Flexibilität ist ein wesentlicher Bestandteil unseres Werteversprechens an die Kunden – und gleichzeitig auch an unsere Partner. Flexibilität setzt zwei Dinge voraus: erstens ein offenes System und zweitens den entsprechenden Mindset, um auch wirklich offen für Partnerschaften zu sein und ein grosses Ecosystem zu etablieren.
Wir haben die Finnova Banking Software bereits lange vor der neuen Strategie geöffnet und unseren Kunden sogenannte Finnova Integration Services (FIL) zur Verfügung gestellt, mittels derer sich Drittapplikationen in den Finnova Core integrieren lassen. Heute sind diese Services (FIL) für die wesentlichen Bankprozesse wie Zahlen, Anlegen, Onboarding etc. verfügbar. Mit der Finnova Open Platform integrieren und orchestrieren wir die Prozesse über sämtliche Kanäle hinweg und gewährleisten einen effizienten Betrieb von Digitalisierungs-Applikationen. So kommt alles aus einem Guss. Die Open Platform ist sozusagen das Rückgrat der Digitalisierung und gleichzeitig das Bindeglied zwischen Front-End und Back-End.
Wie meinen Sie das mit dem Mindset genau?

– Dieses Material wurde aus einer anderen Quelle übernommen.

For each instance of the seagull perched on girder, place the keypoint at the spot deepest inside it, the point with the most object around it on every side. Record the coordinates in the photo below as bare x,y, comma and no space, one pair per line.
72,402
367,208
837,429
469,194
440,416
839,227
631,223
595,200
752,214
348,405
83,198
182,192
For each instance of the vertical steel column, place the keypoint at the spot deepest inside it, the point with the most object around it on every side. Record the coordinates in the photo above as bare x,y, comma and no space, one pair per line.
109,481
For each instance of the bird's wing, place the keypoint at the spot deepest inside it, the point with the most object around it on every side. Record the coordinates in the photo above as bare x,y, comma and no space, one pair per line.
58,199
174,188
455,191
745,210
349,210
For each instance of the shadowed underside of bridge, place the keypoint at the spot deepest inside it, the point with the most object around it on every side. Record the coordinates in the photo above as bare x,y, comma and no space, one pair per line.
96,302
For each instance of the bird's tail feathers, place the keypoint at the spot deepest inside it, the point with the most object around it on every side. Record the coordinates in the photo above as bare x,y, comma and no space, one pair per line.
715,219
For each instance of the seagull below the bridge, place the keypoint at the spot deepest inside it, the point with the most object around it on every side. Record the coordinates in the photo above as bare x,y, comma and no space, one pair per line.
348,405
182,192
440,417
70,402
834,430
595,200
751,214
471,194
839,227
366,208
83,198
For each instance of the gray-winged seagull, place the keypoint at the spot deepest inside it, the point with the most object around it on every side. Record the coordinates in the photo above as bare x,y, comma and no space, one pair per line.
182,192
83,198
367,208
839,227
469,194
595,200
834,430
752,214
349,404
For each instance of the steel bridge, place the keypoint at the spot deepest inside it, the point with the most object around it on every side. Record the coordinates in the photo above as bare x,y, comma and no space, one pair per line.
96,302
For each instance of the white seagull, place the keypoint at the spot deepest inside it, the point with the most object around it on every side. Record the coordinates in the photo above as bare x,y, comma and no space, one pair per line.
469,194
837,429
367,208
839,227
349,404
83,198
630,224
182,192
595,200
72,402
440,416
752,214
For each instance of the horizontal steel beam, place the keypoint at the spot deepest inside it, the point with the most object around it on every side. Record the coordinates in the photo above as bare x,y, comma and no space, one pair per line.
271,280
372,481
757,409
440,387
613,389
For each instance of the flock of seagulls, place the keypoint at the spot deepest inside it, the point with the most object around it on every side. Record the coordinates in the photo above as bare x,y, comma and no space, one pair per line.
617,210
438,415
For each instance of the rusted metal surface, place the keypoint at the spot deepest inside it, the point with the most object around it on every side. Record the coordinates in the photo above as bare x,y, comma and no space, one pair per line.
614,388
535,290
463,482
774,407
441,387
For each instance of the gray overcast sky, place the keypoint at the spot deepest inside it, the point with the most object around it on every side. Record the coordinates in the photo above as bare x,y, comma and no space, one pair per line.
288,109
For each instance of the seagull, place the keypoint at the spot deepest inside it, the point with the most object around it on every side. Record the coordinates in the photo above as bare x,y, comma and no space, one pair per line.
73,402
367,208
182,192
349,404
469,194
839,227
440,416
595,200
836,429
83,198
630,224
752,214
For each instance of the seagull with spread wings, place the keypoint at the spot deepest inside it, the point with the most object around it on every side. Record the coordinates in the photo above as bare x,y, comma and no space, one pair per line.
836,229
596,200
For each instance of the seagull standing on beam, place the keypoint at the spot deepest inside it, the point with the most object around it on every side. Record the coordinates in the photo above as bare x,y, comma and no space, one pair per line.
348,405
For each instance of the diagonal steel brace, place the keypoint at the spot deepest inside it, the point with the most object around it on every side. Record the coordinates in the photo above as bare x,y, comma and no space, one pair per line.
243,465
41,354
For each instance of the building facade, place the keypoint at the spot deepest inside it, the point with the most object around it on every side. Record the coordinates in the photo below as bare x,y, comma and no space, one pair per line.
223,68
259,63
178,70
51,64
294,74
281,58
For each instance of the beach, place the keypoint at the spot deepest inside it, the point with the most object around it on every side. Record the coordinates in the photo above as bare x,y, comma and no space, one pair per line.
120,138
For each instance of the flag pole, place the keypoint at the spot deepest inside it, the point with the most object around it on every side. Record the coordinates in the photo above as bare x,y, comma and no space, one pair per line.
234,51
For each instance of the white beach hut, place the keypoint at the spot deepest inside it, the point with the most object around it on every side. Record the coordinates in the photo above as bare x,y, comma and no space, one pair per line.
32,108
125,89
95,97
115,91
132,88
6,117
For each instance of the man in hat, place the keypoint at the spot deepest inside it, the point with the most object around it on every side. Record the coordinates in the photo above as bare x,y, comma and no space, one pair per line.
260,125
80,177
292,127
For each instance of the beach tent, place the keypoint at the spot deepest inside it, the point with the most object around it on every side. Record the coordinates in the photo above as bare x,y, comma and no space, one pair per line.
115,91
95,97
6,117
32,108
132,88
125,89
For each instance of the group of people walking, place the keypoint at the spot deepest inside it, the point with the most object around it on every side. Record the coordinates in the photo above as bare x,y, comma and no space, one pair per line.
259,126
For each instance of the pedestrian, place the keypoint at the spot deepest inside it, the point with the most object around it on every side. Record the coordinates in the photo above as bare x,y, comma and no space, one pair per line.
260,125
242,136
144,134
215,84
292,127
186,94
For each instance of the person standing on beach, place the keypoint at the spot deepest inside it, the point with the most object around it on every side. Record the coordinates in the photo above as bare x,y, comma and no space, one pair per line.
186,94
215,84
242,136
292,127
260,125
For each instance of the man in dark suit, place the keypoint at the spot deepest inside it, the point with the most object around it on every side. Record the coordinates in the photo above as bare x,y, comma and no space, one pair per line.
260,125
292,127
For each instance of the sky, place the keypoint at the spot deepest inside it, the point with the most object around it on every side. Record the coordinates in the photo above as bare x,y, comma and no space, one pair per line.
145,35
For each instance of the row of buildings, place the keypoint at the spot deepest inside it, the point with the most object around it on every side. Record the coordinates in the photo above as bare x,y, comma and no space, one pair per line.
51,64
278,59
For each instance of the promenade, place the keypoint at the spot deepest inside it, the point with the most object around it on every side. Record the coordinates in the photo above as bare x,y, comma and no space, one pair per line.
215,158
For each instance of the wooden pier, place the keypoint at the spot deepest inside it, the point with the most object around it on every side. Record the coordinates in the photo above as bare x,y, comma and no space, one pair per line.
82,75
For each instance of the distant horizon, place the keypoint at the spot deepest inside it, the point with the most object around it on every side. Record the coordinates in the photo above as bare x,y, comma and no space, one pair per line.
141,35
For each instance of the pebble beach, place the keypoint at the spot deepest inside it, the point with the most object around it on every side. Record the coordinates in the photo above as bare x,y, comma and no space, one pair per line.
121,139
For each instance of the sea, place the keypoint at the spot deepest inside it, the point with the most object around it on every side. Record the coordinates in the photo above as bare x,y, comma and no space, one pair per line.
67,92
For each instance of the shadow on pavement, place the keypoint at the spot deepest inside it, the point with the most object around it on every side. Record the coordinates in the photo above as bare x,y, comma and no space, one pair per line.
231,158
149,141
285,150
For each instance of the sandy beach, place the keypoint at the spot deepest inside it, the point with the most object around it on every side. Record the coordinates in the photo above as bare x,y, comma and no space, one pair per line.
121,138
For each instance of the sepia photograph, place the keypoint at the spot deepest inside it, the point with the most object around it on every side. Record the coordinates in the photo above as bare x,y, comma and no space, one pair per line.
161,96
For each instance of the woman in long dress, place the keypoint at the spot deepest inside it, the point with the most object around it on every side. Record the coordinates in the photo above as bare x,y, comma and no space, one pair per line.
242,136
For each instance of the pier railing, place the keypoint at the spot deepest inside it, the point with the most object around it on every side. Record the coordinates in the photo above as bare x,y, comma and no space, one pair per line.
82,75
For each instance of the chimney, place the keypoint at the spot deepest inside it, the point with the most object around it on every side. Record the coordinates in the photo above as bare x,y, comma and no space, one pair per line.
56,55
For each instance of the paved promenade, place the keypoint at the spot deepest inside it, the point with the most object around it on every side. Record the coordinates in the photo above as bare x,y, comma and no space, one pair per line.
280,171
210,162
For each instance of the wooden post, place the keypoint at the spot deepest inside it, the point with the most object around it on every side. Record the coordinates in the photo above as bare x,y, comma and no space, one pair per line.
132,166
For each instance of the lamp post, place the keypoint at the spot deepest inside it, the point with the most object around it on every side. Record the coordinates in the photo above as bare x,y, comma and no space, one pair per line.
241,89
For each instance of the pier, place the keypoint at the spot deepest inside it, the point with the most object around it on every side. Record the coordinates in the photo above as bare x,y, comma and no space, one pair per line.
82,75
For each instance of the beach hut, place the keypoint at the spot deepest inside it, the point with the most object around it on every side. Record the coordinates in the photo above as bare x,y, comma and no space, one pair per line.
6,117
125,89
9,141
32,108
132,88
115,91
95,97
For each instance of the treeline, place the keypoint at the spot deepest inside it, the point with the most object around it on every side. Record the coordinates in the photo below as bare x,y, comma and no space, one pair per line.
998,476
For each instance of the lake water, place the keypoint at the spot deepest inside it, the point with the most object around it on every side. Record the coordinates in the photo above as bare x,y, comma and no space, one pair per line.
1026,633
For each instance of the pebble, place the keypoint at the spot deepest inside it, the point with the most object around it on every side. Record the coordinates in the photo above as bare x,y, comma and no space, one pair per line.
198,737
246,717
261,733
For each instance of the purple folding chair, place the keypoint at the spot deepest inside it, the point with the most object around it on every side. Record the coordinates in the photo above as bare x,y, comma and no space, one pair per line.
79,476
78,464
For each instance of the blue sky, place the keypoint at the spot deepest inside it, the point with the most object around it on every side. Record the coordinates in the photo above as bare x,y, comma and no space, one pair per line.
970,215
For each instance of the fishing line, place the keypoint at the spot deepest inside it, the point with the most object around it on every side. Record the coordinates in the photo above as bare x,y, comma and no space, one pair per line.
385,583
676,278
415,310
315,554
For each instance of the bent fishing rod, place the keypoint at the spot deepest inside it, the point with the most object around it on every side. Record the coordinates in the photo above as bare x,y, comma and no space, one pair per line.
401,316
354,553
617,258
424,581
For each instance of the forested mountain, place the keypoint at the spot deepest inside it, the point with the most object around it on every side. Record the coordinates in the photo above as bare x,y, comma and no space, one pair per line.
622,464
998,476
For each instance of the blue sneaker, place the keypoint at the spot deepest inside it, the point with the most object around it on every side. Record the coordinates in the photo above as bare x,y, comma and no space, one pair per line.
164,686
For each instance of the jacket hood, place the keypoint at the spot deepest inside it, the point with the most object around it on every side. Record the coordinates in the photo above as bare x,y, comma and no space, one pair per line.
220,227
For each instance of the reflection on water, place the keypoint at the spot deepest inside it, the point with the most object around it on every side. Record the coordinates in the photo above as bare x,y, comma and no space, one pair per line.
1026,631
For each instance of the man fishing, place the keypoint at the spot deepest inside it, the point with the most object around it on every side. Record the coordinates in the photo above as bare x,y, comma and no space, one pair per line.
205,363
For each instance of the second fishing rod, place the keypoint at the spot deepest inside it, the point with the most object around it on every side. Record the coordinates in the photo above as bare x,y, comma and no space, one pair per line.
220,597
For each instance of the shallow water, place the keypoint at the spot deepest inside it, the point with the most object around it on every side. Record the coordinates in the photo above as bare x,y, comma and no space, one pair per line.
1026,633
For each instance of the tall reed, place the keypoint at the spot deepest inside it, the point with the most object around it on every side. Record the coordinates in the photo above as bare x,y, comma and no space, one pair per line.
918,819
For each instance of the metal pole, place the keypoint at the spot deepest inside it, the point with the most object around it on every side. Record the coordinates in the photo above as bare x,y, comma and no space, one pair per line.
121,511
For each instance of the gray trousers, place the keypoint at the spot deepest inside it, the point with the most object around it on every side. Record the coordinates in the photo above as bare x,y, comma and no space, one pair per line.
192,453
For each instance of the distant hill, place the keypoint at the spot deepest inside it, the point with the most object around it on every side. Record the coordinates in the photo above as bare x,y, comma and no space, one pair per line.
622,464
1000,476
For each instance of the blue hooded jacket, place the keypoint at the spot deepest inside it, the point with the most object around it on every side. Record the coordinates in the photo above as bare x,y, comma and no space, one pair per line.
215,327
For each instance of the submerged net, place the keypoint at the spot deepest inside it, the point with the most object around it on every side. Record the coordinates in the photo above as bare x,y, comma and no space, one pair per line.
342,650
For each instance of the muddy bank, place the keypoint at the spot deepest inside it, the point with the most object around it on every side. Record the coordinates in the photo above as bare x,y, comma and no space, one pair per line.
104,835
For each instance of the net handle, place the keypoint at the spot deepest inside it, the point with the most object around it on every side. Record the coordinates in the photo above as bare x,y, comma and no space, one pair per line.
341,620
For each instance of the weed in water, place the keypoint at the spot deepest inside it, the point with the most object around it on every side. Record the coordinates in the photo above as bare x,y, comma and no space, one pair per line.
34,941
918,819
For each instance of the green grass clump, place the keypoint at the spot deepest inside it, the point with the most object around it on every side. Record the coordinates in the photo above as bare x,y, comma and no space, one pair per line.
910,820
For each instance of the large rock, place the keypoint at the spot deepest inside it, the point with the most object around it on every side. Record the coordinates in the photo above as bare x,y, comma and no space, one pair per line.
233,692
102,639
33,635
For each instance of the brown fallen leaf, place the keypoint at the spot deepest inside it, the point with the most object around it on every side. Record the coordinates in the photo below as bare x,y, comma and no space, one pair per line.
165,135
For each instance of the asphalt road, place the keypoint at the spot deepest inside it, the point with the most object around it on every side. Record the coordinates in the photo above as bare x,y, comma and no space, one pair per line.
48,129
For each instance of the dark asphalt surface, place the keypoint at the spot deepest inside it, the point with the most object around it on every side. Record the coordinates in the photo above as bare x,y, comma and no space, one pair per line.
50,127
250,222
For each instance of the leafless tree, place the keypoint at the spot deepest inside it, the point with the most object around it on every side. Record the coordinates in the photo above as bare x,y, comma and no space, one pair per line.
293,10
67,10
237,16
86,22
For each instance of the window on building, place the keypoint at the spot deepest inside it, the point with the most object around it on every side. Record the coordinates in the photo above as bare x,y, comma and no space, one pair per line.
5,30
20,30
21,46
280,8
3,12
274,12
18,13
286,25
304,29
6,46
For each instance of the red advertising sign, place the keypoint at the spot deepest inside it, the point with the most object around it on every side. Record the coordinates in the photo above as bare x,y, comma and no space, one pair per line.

Der entsprechende Mindset bedingt, dass man den eingeschlagenen Weg der Öffnung bedingungslos geht. So sehen wir Dritte nicht primär als Wettbewerber, sondern insbesondere als Partner für Ergänzungen im Produkt oder für eine zusätzliche Lösung. Der akzelerierte Wandel im Bankenmarkt, die sich rasch ändernden Kundenbedürfnisse, die geforderten kürzeren Time-to-Market in der Produktentwicklung und die limitierten Ressourcen erfordern in der Entwicklung der schnelllebigen Frontbereiche eine klare Antwort auf «Make, co-develop or buy»-Strategiefragen. Wir fokussieren unsere Entwicklungen viel bewusster, gehen zunehmend Partnerschaften ein und entwickeln gemeinsam mit Dritten Software oder integrieren ihre Software in den Finnova Core und bieten die Lösung der Finnova Community z. B. als «as a Service» an. Diesbezüglich hat sich in den letzten Jahren viel bewegt, was uns Kunden und Partner auch so zurückspiegeln.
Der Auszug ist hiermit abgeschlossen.